Dear All, i m running cron task in my application using whenever gem. the below code runs the rake every month. every 1.month, :at => '11:55pm' do but i want to run this rake on 1st date of every month. how can i do it. pls guide me on this.
Newb Newb wrote:
Dear All, i m running cron task in my application using whenever gem. the below code runs the rake every month. every 1.month, :at => '11:55pm' do but i want to run this rake on 1st date of every month. how can i do it. pls guide me on this.
Some one pls help me
try : 55 11 01 * *
regards
try : 55 11 01 * *
55 23 1 * * …
so you get 5 min. before midnight (not 5 min. before noon)
regards
Newb Newb wrote:
Dear All, i m running cron task in my application using whenever gem. the below code runs the rake every month. every 1.month, :at => ‘11:55pm’ do but i want to run this rake on 1st date of every month. how can i do it. pls guide me on this.
Some one pls help me
–
– David Angga Prasetya Ruby on Rails developer @ http://kiranatama.com - a Ruby on Rails outsourcing company
But to get the help that you seem to be asking for, you’ll have to give a bit more information.

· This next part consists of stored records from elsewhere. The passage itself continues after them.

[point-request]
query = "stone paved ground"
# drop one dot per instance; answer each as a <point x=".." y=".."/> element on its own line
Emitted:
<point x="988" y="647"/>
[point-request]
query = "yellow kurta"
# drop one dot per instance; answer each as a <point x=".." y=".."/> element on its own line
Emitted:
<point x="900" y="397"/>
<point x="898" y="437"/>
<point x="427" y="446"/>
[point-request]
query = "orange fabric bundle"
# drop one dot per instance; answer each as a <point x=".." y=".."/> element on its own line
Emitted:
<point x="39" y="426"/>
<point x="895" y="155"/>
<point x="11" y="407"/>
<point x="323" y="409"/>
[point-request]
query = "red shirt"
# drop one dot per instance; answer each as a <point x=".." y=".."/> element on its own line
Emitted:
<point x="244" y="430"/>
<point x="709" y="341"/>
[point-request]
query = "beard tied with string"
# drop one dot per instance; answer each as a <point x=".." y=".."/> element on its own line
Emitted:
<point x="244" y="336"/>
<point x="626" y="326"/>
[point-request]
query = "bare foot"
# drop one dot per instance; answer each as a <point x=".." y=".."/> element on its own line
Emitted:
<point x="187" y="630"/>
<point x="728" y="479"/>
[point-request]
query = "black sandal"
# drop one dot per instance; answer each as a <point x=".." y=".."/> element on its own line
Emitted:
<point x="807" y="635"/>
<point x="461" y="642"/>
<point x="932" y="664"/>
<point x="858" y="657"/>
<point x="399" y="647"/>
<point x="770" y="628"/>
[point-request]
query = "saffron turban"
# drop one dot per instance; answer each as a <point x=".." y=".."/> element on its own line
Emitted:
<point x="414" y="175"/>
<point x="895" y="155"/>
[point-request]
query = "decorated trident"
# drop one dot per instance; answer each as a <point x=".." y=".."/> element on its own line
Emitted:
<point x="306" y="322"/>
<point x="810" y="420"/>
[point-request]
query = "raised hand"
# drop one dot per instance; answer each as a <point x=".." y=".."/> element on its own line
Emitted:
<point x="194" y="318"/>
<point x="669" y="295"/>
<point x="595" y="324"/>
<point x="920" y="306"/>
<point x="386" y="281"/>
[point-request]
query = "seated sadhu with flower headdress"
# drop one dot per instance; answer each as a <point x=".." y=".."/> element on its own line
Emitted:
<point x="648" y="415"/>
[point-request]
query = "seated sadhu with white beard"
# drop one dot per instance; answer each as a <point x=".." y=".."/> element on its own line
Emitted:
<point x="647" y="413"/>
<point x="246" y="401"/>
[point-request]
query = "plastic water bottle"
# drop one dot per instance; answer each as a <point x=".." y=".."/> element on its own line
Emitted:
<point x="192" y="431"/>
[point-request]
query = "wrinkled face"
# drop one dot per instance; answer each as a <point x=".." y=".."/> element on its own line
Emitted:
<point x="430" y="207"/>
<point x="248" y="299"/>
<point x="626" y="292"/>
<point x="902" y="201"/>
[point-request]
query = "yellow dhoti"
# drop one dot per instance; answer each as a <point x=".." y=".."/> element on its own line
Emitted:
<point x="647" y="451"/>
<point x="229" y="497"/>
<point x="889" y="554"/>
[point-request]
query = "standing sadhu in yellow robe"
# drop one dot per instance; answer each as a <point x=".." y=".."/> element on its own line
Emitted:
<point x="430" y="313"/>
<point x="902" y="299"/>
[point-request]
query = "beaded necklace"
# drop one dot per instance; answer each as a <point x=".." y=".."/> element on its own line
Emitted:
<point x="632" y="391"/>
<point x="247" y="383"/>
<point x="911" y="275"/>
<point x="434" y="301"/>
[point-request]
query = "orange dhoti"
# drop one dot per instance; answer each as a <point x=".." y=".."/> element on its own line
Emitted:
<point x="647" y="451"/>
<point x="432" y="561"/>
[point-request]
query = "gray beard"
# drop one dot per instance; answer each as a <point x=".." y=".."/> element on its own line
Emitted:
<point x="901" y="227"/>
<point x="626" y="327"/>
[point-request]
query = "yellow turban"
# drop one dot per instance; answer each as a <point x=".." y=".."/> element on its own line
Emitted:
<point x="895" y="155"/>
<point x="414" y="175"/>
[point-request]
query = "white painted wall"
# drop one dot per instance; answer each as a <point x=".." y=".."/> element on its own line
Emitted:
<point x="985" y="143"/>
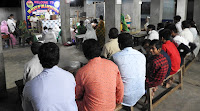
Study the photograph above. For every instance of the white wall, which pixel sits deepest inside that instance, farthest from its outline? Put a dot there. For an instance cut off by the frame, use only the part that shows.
(6, 11)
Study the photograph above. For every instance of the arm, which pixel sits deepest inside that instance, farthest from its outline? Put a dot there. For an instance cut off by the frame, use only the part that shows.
(119, 89)
(79, 86)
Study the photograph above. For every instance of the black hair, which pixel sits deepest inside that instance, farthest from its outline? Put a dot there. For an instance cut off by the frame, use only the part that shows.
(173, 28)
(185, 24)
(152, 27)
(101, 17)
(160, 25)
(113, 33)
(146, 41)
(166, 34)
(35, 47)
(91, 49)
(95, 21)
(157, 43)
(125, 40)
(49, 55)
(177, 17)
(81, 23)
(45, 28)
(11, 15)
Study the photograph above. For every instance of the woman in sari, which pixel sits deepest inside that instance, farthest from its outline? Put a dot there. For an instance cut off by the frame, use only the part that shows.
(4, 31)
(100, 32)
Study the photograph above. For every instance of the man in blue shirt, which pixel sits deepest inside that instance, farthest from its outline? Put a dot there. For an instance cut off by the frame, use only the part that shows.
(54, 88)
(132, 66)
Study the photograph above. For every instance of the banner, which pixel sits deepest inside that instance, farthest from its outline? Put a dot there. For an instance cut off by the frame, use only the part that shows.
(39, 7)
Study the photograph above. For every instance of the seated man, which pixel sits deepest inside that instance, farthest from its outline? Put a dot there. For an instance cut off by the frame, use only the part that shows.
(33, 21)
(54, 88)
(112, 46)
(33, 67)
(181, 43)
(177, 21)
(160, 26)
(98, 84)
(158, 65)
(132, 66)
(186, 33)
(151, 33)
(171, 50)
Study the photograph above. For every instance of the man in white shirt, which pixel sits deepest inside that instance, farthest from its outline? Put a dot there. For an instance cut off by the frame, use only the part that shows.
(112, 46)
(186, 33)
(33, 21)
(177, 21)
(132, 66)
(152, 33)
(54, 88)
(48, 14)
(11, 25)
(33, 67)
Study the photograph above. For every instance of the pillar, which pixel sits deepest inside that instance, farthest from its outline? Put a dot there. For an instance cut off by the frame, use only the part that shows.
(23, 9)
(65, 20)
(156, 11)
(112, 15)
(3, 91)
(182, 9)
(196, 13)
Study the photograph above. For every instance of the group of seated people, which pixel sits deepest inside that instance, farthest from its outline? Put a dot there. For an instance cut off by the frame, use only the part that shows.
(116, 74)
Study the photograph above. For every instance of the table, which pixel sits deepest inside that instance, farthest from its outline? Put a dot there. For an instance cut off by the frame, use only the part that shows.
(139, 36)
(79, 40)
(50, 23)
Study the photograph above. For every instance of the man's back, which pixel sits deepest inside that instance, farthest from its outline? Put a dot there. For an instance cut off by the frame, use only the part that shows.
(174, 55)
(187, 34)
(52, 90)
(132, 66)
(110, 48)
(99, 84)
(32, 69)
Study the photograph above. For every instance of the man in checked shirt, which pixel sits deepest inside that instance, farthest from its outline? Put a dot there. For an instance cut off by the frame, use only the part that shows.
(157, 67)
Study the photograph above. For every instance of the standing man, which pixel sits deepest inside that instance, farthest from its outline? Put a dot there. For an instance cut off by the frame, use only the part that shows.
(132, 66)
(48, 14)
(177, 21)
(54, 88)
(99, 85)
(112, 46)
(33, 21)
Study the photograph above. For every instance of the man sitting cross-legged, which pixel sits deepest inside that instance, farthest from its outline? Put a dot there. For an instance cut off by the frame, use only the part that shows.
(132, 66)
(98, 84)
(54, 88)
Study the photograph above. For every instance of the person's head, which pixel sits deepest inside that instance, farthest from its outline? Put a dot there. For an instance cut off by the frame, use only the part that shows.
(125, 40)
(185, 24)
(146, 43)
(192, 24)
(165, 35)
(45, 28)
(81, 23)
(49, 55)
(35, 47)
(11, 15)
(155, 47)
(101, 17)
(150, 27)
(113, 33)
(160, 25)
(91, 49)
(173, 29)
(177, 18)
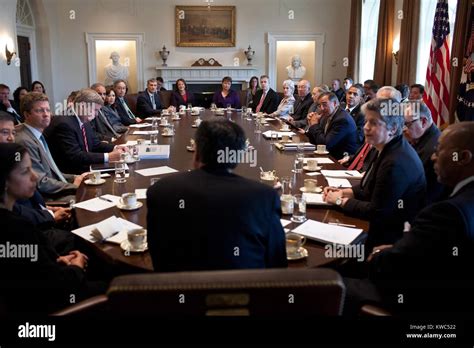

Ah! I overlooked the ‘whenever’ gem. Since I found that I have that gem installed (although I can’t recall when or why), the docs are really sparse and the code doesn’t seem to know how to cope with a time or frequency option that will do what you want. In particular, lib/outputs/cron.rb says that the :at option can’t be used in this case:
every :month do command “something” end
gives:
@monthly something
but trying to get what you want with:
every :month, :at => ‘11:55pm’ do command “something” end
or even:
every :month do command “something”, :at => ‘11:55pm’ end
appears to just give (from line 41):
ArgumentError: comparison of Time with 0 failed although I would have expected (from line 42): You cannot specify an ‘:at’ when using the shortcuts for times.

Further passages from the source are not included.